傅霖習偷瞄了葉涼予好幾次,她都是一樣的表情。
傅霖習想要打破這怪異的氛圍,但是卻不知道該找什麽樣的話題。
他跟葉涼予,似乎沒什麽可說的。
其實也不是無話可說,隻是他拉不下麵子主動去找葉涼予說話,萬一熱臉貼了冷屁股呢?
那多沒麵子?
所以他們就這樣一直沉默著到了公寓。
進了公寓之後,葉涼予便很嚴肅地看向傅霖習:“能跟你商量件事兒嗎?”
“好,你說。”她能夠願意跟他商量,他的心裏倒是挺開心的,至少她不會在他的麵前將任何的一切都藏起來,這會讓他覺得,她其實是將他完完全全地排斥在她的生活之外的。
但是葉涼予在思慮了一會兒之後竟然搖了搖頭,臉上還露出了抹一看就特別牽強的笑:“沒什麽,並不是什麽大事。

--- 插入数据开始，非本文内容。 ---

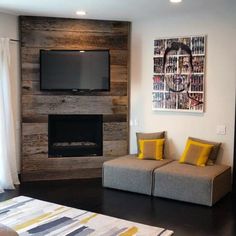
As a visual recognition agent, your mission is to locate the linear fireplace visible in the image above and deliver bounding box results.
[48,115,103,157]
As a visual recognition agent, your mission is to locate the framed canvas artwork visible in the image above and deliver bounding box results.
[152,36,206,112]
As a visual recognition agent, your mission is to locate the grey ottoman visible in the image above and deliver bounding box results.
[153,161,231,206]
[0,224,18,236]
[103,155,172,195]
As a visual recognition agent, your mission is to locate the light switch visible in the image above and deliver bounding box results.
[216,125,226,135]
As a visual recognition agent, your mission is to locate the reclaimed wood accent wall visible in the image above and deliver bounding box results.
[19,16,130,181]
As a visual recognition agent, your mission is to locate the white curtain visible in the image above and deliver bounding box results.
[0,38,19,192]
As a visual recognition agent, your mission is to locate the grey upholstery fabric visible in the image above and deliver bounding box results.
[0,224,18,236]
[103,155,171,195]
[153,161,231,206]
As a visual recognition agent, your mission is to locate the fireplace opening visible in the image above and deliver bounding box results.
[48,115,103,157]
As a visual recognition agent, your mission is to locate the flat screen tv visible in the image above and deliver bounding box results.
[40,50,110,91]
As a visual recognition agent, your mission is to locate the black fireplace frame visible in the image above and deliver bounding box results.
[48,114,103,158]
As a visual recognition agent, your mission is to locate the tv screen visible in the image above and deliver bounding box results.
[40,50,110,91]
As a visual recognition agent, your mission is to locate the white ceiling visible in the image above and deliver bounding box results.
[0,0,236,21]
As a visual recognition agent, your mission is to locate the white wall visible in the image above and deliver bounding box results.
[0,13,20,171]
[130,5,236,165]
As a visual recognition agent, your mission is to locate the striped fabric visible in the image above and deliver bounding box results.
[0,196,173,236]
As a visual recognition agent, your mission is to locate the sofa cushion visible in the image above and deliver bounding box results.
[103,155,172,195]
[136,131,165,155]
[189,137,221,165]
[153,161,231,206]
[179,139,213,166]
[138,139,165,160]
[0,223,18,236]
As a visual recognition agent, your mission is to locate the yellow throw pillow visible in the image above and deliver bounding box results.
[138,139,165,160]
[179,139,213,166]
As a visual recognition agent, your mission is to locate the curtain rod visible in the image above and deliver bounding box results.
[10,39,20,42]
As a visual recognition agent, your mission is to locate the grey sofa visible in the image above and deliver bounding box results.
[103,155,231,206]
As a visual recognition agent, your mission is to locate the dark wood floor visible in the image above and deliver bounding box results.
[0,179,236,236]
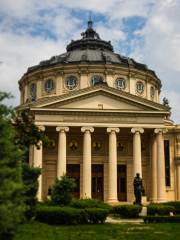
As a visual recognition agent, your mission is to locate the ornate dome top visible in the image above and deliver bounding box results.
[27,20,157,81]
[66,20,113,52]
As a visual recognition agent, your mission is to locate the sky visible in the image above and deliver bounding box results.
[0,0,180,123]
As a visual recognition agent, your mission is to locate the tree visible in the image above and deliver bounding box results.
[0,92,25,240]
[51,175,76,205]
[13,110,50,219]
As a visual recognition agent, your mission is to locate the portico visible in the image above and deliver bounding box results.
[19,22,180,203]
[34,122,166,203]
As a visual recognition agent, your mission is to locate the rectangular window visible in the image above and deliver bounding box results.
[164,140,171,187]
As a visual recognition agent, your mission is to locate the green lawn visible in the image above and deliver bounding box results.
[15,222,180,240]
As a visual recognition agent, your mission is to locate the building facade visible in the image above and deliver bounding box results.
[19,21,180,203]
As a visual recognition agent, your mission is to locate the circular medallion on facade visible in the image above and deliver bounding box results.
[65,75,78,90]
[69,140,78,151]
[91,75,104,86]
[93,141,102,151]
[150,86,155,98]
[117,142,125,152]
[136,82,144,94]
[116,78,126,90]
[30,83,37,100]
[44,79,54,92]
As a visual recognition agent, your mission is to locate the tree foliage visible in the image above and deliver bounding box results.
[0,92,25,240]
[51,175,76,205]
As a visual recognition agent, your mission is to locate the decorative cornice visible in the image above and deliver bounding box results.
[154,128,168,134]
[131,128,144,134]
[56,127,69,132]
[107,128,120,133]
[81,127,94,133]
[37,126,46,131]
[23,85,169,111]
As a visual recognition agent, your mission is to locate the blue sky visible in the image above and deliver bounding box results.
[0,0,180,123]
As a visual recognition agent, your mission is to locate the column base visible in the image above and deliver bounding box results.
[156,198,167,203]
[149,198,157,203]
[106,199,119,205]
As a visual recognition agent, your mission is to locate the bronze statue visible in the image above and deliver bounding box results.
[133,173,143,205]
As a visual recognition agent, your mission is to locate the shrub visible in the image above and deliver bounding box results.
[113,205,142,218]
[36,204,109,225]
[163,201,180,214]
[22,163,41,220]
[36,205,88,225]
[143,215,180,223]
[85,208,109,224]
[51,175,76,205]
[147,204,175,216]
[71,199,112,211]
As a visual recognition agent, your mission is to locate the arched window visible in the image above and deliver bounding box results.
[65,75,78,90]
[30,83,37,101]
[136,82,144,94]
[116,78,126,90]
[44,79,54,92]
[91,75,104,86]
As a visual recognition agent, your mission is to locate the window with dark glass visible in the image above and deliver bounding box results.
[91,75,104,86]
[136,82,144,94]
[150,86,155,98]
[30,83,37,100]
[65,76,78,90]
[44,79,54,92]
[164,140,171,187]
[116,78,126,90]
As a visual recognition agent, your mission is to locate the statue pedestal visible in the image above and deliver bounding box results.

以後再說吧……”
葉涼予原本是想要鼓足勇氣跟傅霖習好好商量一下的,曉之以理,動之以情,也許就能順利地離開他了。
但是因為他剛才當麵維護她的做法,反倒是讓她有點猶豫了。
葉涼予自己也覺得很可笑,為什麽還要對自己跟傅霖習之間的這段感情存有期冀呢?
因為即便是有再大的期冀,她最終所換來的結局,恐怕也是悲涼的。
有那麽多人都等著要看她的笑話,她的心裏真的很怕,也很沒底。
“到底是什麽事!”看到葉涼予的那副把心事全部藏起來的模樣,傅霖習的心中便沒來由地冒出了一團火,這個女人就這樣排斥他嗎?她就那樣不願來依靠他嗎!
這個女人,似乎什麽事情都願意自己扛著,但是明明她扛不下那麽多複雜的事情!但是她卻仍然咬牙強撐著,這種不服輸的性子,他挺欣賞的,但是有的時候也覺得,是一個問題。
跟那些柔弱的女人相比,她就顯得難馴服許多。
“我說了不是什麽大事。”葉涼予說罷便要將傅霖習的手給扯開。
但是她的這一動作還有那冰冷的語氣,徹底惹怒了傅霖習。
他將她的手腕拽得更緊了些,就像是要將她的手腕給拽斷了一般:“是不是為了婚訊的事情!”
聽到傅霖習的咆哮聲,看到傅霖習那因為憤怒而發紅的臉頰,葉涼予不由自主愣住了。
他也知道了。
那麽她現在是不是可以跟他開門見山地好好談一談了?
葉涼予還沒來得及回答什麽的時候。
傅霖習又吼道:“我問你,是不是為了婚訊的事情!”
太陽穴位置的青筋微微凸起,他的臉色黑得有點嚇人,尤其是那眼眸,燃著熊熊的烈火,像是要將她吞噬了一般。
在他的麵前,她怎麽總是顯得這般軟弱跟無力呢?
“是……是為了婚訊的事情……”葉涼予微微垂眸。
“既然想要跟我談這件事情,那麽為什麽又緘默不語!讓你跟我坦誠相見就那麽難嗎!讓你對我多點信任就那麽難嗎!讓你把心裏的無奈和無助都告訴我,就那麽難嗎!”傅霖習還是用咆哮的方式,衝著她這樣吼道。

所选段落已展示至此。